Le président américain est coutumier des publications controversées sur Truth Social.
Il a posté la "carte" en cause sans légende lundi, au milieu d'une centaine de messages mis en ligne sur son fil au cours du long week-end de la Fête du travail (Labor Day).
Dans une publication Facebook, une agence de tourisme islandaise a réagi avec humour et une pointe de diplomatie à la publication, par le président américain, d’une carte où l’Islande, le Groenland, le Canada et le Mexique apparaissent comme faisant partie des États-Unis. Dans un message adressé à ses "fans américains", le pays a proposé une contre‑offre inattendue : rebaptiser l’ensemble "United States of Iceland".
Pour étayer cette alternative, la page "Guide to Iceland", suivie quand même par plus d'un millions de personnes, met en avant ses atouts — soins de santé universels, éducation publique gratuite, solide filet social, démocratie robuste, liberté de la presse élevée, absence d’engagements militaires à l’étranger, protections des droits humains… et, concède‑t‑elle, quelques volcans.
Avec humour, Reykjavik invite donc les Américains à trancher : préféreraient‑ils devenir citoyens des “États-Unis d’Islande” ou rester ceux des États-Unis d’Amérique ?
Outre l'Islande, on peut y voir la bannière étoilée recouvrir le Canada, en guerre commerciale avec Washington et dont Donald Trump rêve de faire le 51e Etat des Etats-Unis, le Groenland, territoire autonome danois, mais aussi le Mexique, Cuba et la République dominicaine ou encore la Jamaïque, les Antilles françaises et les autres îles des Caraïbes.
Le président américain a publié sa multitude de messages à un rythme accéléré, une soixantaine sur la journée de dimanche, 37 en 10 heures lundi, selon un décompte de l'AFP.

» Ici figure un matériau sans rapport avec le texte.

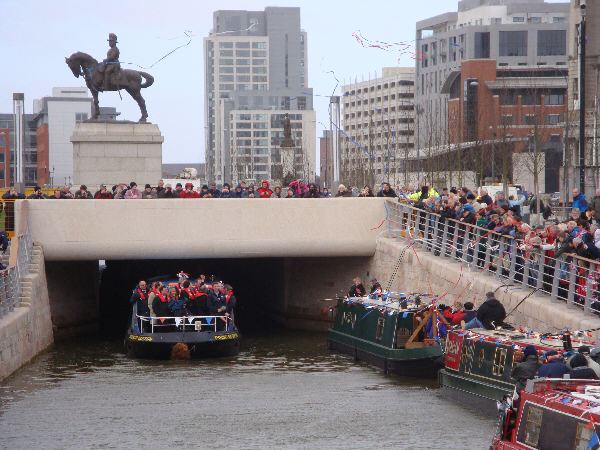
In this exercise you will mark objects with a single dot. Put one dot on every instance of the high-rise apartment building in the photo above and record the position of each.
(515, 33)
(256, 70)
(379, 125)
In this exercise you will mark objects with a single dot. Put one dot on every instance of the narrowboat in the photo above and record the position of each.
(186, 337)
(550, 413)
(388, 332)
(480, 362)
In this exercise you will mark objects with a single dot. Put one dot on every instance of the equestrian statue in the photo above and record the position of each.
(108, 76)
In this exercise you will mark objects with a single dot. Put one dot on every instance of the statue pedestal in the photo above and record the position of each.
(114, 152)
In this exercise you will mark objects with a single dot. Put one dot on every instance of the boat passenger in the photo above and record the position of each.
(216, 303)
(580, 369)
(176, 304)
(357, 289)
(554, 366)
(230, 300)
(375, 285)
(489, 315)
(140, 298)
(527, 368)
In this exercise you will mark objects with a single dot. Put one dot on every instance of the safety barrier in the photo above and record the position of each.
(184, 323)
(568, 278)
(11, 278)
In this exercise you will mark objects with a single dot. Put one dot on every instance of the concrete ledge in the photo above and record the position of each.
(204, 228)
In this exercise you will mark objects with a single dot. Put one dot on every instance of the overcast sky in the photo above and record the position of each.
(37, 35)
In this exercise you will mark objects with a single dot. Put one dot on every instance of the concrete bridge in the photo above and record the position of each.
(282, 256)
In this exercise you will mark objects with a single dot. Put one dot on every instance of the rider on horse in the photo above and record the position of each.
(111, 63)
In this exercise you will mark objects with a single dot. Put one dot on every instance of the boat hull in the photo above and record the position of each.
(422, 362)
(200, 345)
(489, 390)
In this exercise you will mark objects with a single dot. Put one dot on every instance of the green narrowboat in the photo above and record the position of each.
(389, 333)
(480, 362)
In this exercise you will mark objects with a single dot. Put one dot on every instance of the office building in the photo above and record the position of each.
(379, 123)
(256, 70)
(514, 33)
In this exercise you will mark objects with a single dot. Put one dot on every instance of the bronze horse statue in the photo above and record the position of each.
(82, 64)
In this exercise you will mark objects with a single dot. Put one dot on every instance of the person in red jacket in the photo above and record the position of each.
(189, 192)
(264, 190)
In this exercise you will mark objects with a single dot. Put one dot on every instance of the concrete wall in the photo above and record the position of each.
(27, 330)
(537, 312)
(211, 228)
(73, 292)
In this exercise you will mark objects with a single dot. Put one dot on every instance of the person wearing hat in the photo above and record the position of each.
(375, 285)
(189, 192)
(103, 193)
(133, 193)
(527, 368)
(82, 192)
(148, 192)
(590, 362)
(580, 369)
(554, 366)
(111, 64)
(37, 194)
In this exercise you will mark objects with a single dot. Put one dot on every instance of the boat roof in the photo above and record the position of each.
(393, 301)
(522, 338)
(577, 397)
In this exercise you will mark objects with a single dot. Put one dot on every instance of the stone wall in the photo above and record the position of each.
(116, 152)
(27, 330)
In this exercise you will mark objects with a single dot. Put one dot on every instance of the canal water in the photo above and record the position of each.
(284, 390)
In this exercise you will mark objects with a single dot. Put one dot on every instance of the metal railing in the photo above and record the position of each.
(515, 262)
(185, 323)
(21, 249)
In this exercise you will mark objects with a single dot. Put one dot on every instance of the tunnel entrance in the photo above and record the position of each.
(258, 284)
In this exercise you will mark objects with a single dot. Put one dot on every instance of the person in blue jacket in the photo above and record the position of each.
(579, 201)
(554, 367)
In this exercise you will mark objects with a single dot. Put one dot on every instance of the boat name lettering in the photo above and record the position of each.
(350, 318)
(222, 337)
(134, 337)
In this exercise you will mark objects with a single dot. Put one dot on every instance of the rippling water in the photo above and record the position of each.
(283, 390)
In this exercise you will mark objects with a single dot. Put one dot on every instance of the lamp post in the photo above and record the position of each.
(582, 30)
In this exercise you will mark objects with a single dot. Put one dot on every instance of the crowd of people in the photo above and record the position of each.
(185, 298)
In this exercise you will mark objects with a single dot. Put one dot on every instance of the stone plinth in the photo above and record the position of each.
(114, 152)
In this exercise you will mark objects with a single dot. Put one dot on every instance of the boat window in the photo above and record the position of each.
(583, 436)
(533, 426)
(379, 329)
(499, 361)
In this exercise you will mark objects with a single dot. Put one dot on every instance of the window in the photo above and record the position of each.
(554, 119)
(499, 361)
(533, 426)
(552, 42)
(379, 329)
(583, 436)
(513, 43)
(555, 99)
(482, 45)
(530, 119)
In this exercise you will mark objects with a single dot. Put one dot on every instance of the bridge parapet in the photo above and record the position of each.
(204, 228)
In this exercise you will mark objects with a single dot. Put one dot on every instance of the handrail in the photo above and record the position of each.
(569, 278)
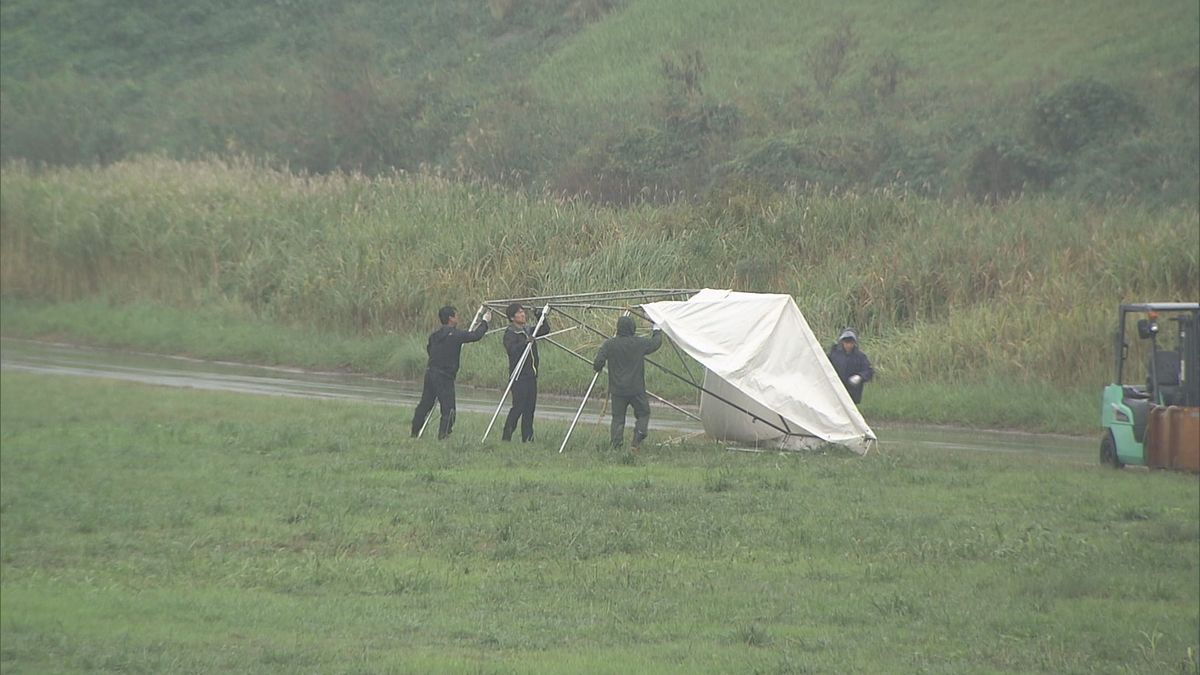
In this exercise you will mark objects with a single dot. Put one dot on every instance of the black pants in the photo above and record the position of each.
(525, 400)
(641, 413)
(439, 387)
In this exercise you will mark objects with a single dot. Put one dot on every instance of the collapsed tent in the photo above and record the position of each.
(767, 380)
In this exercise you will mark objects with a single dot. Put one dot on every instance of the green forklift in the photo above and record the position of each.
(1151, 411)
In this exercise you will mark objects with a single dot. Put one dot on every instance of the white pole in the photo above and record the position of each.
(515, 372)
(426, 423)
(574, 422)
(479, 315)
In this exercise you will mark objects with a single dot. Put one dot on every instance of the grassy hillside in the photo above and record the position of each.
(627, 101)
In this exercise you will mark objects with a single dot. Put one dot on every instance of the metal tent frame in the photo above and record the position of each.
(628, 302)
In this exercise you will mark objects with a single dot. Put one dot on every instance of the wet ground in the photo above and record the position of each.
(178, 371)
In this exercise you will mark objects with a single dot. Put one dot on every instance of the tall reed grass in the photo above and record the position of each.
(949, 291)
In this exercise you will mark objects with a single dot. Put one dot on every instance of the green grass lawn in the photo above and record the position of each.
(149, 530)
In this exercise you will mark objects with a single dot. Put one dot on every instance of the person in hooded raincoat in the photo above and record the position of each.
(444, 348)
(517, 336)
(625, 358)
(852, 365)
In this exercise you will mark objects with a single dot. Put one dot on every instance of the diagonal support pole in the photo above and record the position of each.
(574, 422)
(545, 311)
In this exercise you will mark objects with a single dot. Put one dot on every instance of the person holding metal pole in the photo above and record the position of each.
(444, 348)
(517, 336)
(625, 358)
(852, 365)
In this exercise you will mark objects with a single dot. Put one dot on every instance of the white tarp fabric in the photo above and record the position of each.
(761, 356)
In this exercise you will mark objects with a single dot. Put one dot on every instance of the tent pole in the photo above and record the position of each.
(677, 376)
(574, 422)
(515, 372)
(652, 394)
(426, 423)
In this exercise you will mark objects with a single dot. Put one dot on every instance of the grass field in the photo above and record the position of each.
(148, 530)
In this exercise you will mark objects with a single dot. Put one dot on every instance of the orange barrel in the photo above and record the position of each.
(1158, 437)
(1183, 443)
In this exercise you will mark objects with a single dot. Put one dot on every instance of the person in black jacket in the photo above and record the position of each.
(444, 348)
(852, 365)
(625, 357)
(525, 388)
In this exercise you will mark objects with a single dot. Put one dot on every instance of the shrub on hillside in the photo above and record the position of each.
(1080, 112)
(66, 119)
(1149, 167)
(797, 160)
(831, 57)
(630, 167)
(1005, 168)
(509, 138)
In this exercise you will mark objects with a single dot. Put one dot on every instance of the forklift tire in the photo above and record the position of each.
(1109, 452)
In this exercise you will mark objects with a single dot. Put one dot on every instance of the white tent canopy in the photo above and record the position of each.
(767, 378)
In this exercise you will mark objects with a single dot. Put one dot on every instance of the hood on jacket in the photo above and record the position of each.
(625, 326)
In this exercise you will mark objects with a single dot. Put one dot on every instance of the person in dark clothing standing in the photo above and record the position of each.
(625, 357)
(444, 348)
(525, 388)
(852, 365)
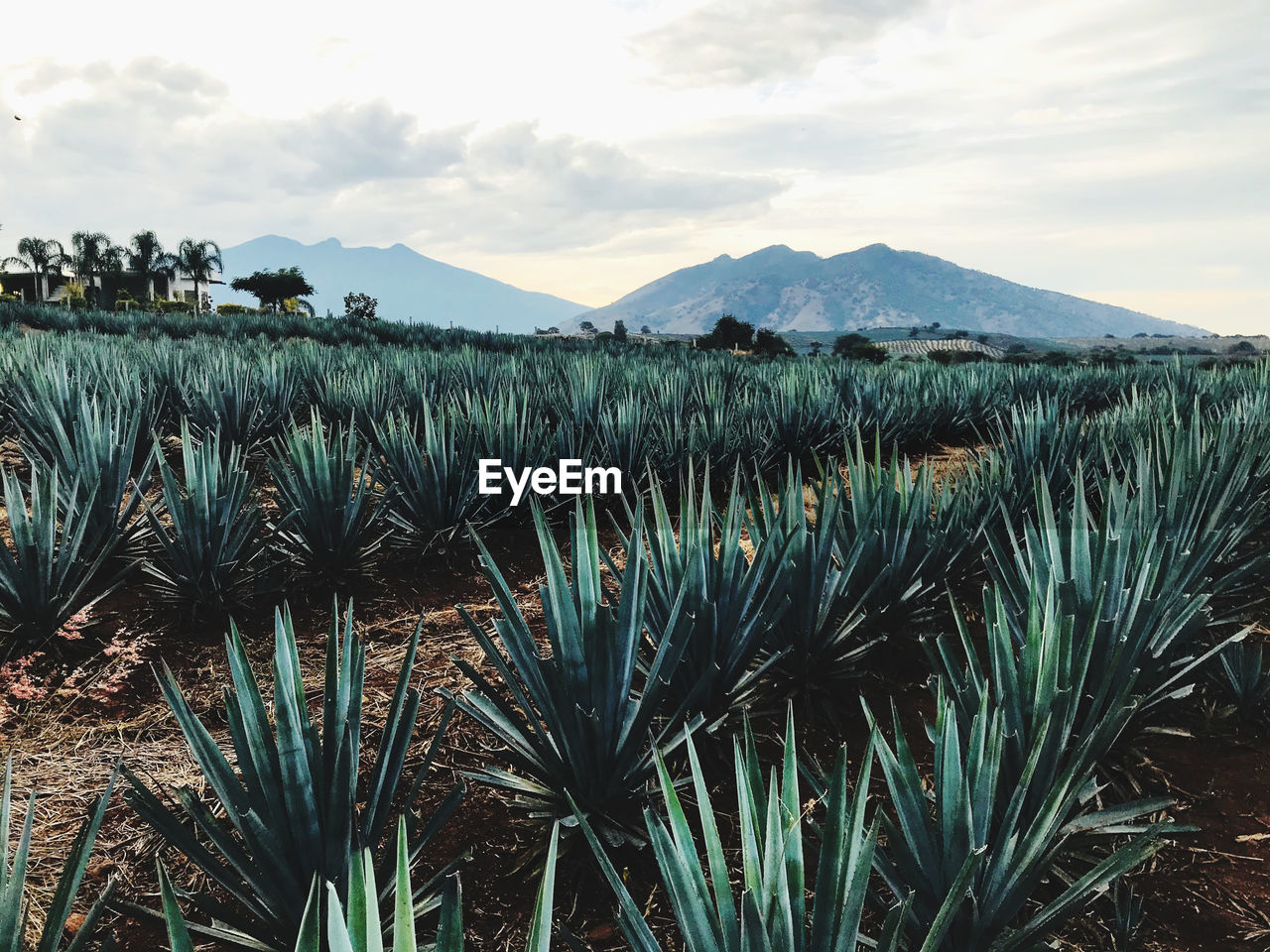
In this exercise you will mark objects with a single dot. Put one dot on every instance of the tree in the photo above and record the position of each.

Comme souvent, il a multiplié les affirmations invérifiables, notamment sur l'état de l'économie iranienne que Washington entend asphyxier, et fait de nouveau montre d'un recours immodéré aux images générées par intelligence artificielle.
Donald Trump s'est ainsi mis en scène recevant George Washington dans le Bureau ovale ou habillé en joueur de hockey, menaçant le Premier ministre canadien Mark Carney de coups de crosse.
Des publications le montrent aussi en héros du combat contre l'Iran ou dans un univers de science-fiction, aux commandes d'un vaisseau spatial survolant la Terre en proie à des explosions.
Outre ses revendications territoriales, le président républicain propose de rebaptiser le Nouveau-Mexique en "Nouvelle-Amérique".
Cette dernière prétention lui a valu une réponse sèche d'un de ses critiques les plus virulents, le gouverneur démocrate de Californie Gavin Newsom. "Ferme-la!", lui a intimé ce dernier sur X.